Truthiness in Data Modeling
Steve Hoberman wrote an interesting article in the June 2006 DMReview. He runs the design challenge, an email-based community of data professionals that tries to come up with answers to difficult ETL and Database related problems. Design challenge #14 was somewhat interesting, and worth a look if you are so inclined. The challenge deals with the challenges around generating a unique identifier for an individual in a diverse data environment. For example, in an academic environment, the same person might be both an instructor and a student (think about the army of graduate students who will be TA’s for Psych 101 at any large institution) .
To be honest, I was not particularly impressed with the solutions that were suggested. Working with ETL and Data Modeling I think I see this situation on a regular basis. A lot of the suggestions seemed like overly complicated solutions that were more work than they were worth. However, there was a real gem in the discussion about the question itself:
As analysts and modelers, we continuously find ourselves asking the business, “Why?” For example, “Why do you need this report?” or “Why do you enter this information in three places?” Emma Fortnum, application architect, rightly asked why for this challenge as well. “What I would do is question if the university really needs a unique Person ID across all the roles. Do they really need to know that Bob the student is the same as Bob the instructor?” A holistic view of a person should only be created if there is significant business value. An organization-wide program such as a BI initiative or an enterprise resource planning implementation is usually the driver of the need for holistic view.
Hoberman (and Fortnum) are right on the mark here. My guess is that the requirement for a single ID per person came out of an ivory tower or a management meeting, and from someone who hasn’t had to deal with the hands-on design and implementation of a process in many years, if ever.
All too often, the highly touted, objective “Single Version of the Truth” is a concept that is simple, probably too simple for our subjective reality.

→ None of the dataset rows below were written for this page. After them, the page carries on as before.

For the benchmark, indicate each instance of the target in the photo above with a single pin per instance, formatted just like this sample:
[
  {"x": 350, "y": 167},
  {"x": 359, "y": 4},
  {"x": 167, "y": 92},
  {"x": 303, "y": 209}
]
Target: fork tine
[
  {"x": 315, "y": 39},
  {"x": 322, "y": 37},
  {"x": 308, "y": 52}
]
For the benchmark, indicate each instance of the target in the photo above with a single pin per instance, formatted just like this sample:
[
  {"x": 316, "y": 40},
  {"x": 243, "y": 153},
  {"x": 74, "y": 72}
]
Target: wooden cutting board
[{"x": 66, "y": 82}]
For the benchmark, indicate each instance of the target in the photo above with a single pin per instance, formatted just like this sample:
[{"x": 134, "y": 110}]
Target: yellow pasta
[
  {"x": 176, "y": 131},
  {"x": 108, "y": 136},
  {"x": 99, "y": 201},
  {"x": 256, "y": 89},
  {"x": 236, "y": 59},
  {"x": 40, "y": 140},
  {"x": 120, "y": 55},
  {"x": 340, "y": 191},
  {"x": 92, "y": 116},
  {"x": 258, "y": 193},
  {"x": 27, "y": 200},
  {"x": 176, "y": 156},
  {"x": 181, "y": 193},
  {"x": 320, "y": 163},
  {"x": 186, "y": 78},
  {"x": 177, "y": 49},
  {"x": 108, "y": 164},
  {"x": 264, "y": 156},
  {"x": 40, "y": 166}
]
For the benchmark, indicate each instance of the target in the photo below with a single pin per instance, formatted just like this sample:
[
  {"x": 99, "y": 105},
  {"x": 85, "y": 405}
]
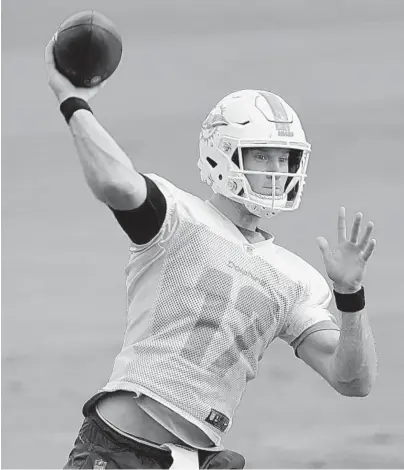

Much as technologists abhor it (and Consultants are willing to bill hours to fight it), we live in a world where truthiness reigns, and we are the better for it. The “truth” for a given situation will be derived from subjective elements of data by subjective people with subjective interests from subjective data in a subjective model. Using an objective view of truth in the data warehouse is like using the movie Highlander as a model for your book club discussion. In the end it may work for whomever is left standing, but the process is long and bloody and ultimately isn’t worth the price.
technorati tags:information quality, data quality, etl, automation, automation









March 21st, 2007 at 9:49 am
Concerning the use of a single ID per person:
This not so much an ivory tower concept as something borne of experience: if you omit the single ID per person you will almost inevitably and unfortunately later find that there _is_ a business requirement for such an ID. And while solving the business requirement is trivial if the single ID is initially included in the design, it is often difficult to add the single ID later. Here’s a real-world example: a police records management system containing categories such as employees, civilians, police officers, suspects, felons, and victims. Unless you have the single ID you can’t easily answer such a question as “How many police officers were convicted of a felony?” or “Has this potential employee ever been a suspect in a crime?”
While it may seem counterintuitive, experience has shown that using such IDs usually makes solutions _easier_ rather than harder. So I will usually include such an ID if there is any reason it might prove useful in the future. The cost of the ID is low and the potential savings in future development costs very high. And as you state, the need for such IDs usually arises in systems with very large scope of application. But these are valid applications.
As for there being no single version of the truth you are spot on. And the Highlander metaphor is extremely apt: I think I’ll borrow it if you don’t mind.